Syllabus 📖

Table of contents

  1. Communication 💬
  2. Logistics 📆
  3. About 🧐
  4. Course Structure 🍎
    1. Lecture
    2. Lab
    3. Discussion
    4. Homeworks
    5. Office Hours and Ed
    6. Quizzes and Exams
  5. Technology 🖥
  6. Policies ✏️
    1. Grading
    2. Late Policy and Extensions
    3. Academic Honesty
    4. A note on letter grades
  7. Acknowledgements 🙏

Note: This page is still being finalized, and the information here is tentative. Also, see here for information about enrollment.


Communication 💬

For communication, we’ll be using Ed, a new communication tool. Ed is where you will see all announcements and get help from staff and other students on assignments and concepts. You will be added to Ed automatically; email Ian (castro.ian@berkeley.edu) or Isaac (isaacmerritt@berkeley.edu) if you’re not sure how to access it.

We will not be using bCourses at all in this class; this website and Ed serve as replacements.


Logistics 📆

Lecture: Mondays & Wednesdays, 10-11AM; Tuesdays & Thursdays, 10AM-12PM

Lab: Mondays & Wednesdays, 11AM-12PM

Discussion: Fridays, 10AM-12PM

Office Hours: TBD

Lectures, labs, and office hours will be hosted on Zoom. See this post on Ed for the link. (We won’t make the Zoom link public, so that we don’t get Zoom-bombed 💣.)


About 🧐

From the course catalog: This course is an introduction to computational thinking and quantitative reasoning, designed to prepare students for further coursework in data science, computer science, and statistics (in particular, Foundations of Data Science, Data C8). This course emphasizes the use of computation to gain insight about quantitative problems with real data from the social sciences.

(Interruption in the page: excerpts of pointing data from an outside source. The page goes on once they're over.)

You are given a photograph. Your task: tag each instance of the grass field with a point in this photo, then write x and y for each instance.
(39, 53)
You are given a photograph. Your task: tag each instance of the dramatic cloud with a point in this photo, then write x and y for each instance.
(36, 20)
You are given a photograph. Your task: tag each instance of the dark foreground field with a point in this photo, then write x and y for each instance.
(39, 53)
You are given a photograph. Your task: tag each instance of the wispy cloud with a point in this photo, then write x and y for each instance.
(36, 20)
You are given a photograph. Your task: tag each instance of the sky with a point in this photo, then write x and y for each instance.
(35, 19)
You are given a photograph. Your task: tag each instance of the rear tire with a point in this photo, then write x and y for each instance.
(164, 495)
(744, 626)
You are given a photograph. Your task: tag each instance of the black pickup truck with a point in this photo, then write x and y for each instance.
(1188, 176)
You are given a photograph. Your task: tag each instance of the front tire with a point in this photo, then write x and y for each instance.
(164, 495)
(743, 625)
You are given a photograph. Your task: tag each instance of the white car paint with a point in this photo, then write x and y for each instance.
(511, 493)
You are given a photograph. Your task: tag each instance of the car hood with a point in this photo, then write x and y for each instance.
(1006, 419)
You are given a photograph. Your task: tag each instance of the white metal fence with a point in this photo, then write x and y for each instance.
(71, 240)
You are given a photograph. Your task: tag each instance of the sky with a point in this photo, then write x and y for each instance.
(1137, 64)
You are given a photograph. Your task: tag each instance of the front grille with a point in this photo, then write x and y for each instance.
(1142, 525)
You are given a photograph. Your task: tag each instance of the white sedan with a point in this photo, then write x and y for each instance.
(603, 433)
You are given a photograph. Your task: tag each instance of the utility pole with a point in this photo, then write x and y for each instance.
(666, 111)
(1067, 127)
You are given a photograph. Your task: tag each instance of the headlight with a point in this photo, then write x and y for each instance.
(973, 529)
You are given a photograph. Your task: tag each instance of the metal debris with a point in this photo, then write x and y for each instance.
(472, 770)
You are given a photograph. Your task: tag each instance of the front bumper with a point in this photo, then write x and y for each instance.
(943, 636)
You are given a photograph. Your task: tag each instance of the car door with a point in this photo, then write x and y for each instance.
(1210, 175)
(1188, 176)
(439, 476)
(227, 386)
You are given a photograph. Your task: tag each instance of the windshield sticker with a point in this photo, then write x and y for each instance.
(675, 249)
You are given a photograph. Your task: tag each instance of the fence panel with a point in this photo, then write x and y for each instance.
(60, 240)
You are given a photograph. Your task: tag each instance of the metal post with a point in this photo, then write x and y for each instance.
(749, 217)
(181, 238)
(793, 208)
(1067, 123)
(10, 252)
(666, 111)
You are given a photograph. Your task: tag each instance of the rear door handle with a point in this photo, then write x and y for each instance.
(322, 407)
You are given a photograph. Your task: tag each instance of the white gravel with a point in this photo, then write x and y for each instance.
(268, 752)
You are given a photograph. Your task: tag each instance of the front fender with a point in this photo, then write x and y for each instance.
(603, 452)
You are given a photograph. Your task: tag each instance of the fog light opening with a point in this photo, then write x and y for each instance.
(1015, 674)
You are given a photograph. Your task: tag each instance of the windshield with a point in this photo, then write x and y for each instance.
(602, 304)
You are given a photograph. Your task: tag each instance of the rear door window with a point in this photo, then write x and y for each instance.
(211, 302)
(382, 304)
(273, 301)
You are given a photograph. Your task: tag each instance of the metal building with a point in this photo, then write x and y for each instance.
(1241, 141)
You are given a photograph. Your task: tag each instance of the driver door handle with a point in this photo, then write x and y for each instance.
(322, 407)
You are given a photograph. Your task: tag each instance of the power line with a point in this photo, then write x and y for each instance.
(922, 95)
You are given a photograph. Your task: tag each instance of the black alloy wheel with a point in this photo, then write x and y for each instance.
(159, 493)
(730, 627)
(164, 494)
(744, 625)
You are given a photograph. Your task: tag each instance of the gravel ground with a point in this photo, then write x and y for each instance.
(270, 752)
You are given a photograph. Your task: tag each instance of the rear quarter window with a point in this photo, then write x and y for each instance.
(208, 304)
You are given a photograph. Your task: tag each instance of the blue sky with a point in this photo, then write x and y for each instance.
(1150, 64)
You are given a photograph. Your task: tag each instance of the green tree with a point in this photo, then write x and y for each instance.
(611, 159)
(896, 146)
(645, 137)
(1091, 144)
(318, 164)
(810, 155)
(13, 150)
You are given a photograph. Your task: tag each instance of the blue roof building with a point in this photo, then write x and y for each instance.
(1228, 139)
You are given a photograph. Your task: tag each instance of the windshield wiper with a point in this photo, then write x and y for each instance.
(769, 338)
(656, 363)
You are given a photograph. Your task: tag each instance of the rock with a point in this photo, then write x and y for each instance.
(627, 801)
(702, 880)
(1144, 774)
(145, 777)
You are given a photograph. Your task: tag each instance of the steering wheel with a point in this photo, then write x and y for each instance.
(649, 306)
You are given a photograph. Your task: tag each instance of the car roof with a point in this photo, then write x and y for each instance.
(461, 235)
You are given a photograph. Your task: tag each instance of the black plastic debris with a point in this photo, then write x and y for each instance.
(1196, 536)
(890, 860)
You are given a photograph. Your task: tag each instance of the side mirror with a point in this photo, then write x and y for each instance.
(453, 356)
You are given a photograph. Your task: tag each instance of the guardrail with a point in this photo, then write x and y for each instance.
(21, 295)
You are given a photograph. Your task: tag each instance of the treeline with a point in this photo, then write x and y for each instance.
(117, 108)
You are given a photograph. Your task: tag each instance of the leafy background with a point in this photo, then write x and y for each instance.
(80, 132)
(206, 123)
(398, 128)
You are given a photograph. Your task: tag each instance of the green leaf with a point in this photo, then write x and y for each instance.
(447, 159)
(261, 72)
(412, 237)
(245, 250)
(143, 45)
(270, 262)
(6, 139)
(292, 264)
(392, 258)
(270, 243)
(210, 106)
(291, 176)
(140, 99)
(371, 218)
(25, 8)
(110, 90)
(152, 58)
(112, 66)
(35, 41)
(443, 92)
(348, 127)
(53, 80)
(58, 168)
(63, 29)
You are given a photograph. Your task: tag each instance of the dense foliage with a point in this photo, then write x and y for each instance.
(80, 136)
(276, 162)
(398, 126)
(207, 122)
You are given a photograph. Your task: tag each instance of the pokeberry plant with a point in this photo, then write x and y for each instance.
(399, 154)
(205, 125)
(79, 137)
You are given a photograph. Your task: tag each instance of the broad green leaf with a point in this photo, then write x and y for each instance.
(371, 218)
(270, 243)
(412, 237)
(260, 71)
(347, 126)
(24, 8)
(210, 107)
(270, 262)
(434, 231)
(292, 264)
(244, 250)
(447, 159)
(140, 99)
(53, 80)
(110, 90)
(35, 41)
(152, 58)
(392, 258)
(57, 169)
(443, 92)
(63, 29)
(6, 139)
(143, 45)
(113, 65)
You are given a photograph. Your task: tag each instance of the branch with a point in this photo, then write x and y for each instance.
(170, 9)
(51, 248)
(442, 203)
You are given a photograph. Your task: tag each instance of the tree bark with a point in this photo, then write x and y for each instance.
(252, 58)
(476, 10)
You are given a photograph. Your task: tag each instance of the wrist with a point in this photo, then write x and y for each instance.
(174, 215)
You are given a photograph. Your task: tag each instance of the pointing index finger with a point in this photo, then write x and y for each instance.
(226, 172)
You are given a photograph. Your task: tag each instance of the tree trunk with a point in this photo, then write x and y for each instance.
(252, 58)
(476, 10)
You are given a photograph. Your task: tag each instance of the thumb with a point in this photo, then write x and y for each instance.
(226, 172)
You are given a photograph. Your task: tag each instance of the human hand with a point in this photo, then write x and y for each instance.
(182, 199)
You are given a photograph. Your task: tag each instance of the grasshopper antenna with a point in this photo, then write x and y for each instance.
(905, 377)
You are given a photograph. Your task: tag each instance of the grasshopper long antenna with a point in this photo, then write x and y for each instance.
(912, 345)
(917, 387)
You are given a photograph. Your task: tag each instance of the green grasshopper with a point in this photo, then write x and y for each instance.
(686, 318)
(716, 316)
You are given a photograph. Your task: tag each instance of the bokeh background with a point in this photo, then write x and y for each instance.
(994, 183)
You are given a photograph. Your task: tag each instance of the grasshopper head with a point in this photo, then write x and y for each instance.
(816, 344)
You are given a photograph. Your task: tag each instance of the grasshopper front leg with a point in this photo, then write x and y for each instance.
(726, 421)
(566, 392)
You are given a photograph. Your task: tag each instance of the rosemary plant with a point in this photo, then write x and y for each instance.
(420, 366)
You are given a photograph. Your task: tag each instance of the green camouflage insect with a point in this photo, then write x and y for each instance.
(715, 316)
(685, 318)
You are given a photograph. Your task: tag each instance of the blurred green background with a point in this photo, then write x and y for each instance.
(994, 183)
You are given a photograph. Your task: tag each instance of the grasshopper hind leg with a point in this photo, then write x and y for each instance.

Data 6 uses the Python language to teach computation. It also uses the Jupyter Notebook environment, which makes it easy to get started with programming without needing to use a text editor and terminal and is very popular in data science applications.

This class serves a different purpose than several other classes that may sound similar. Specifically:

  • Data 8: Data 6 does not cover nearly as much statistics and inference as Data 8. Instead, it dives deeper into Python and its applications in data science. After taking this class, you will be well-equipped to take Data 8 and focus on the inference.
  • CS 10: While CS 10 is also an introductory computing class, it focuses less on Python and data science, and more on abstract ideas in computing. It is a fantastic alternative to Data 6.
  • CS 61A and CS 88: While these courses also teach Python, they serve a slightly different purpose - namely, they are designed to introduce students to computer science, not to computing in data science. They cover the Python language in far greater detail than we will, but they do not cover how to work with real-world data. They are also substantially more fast-paced than this course.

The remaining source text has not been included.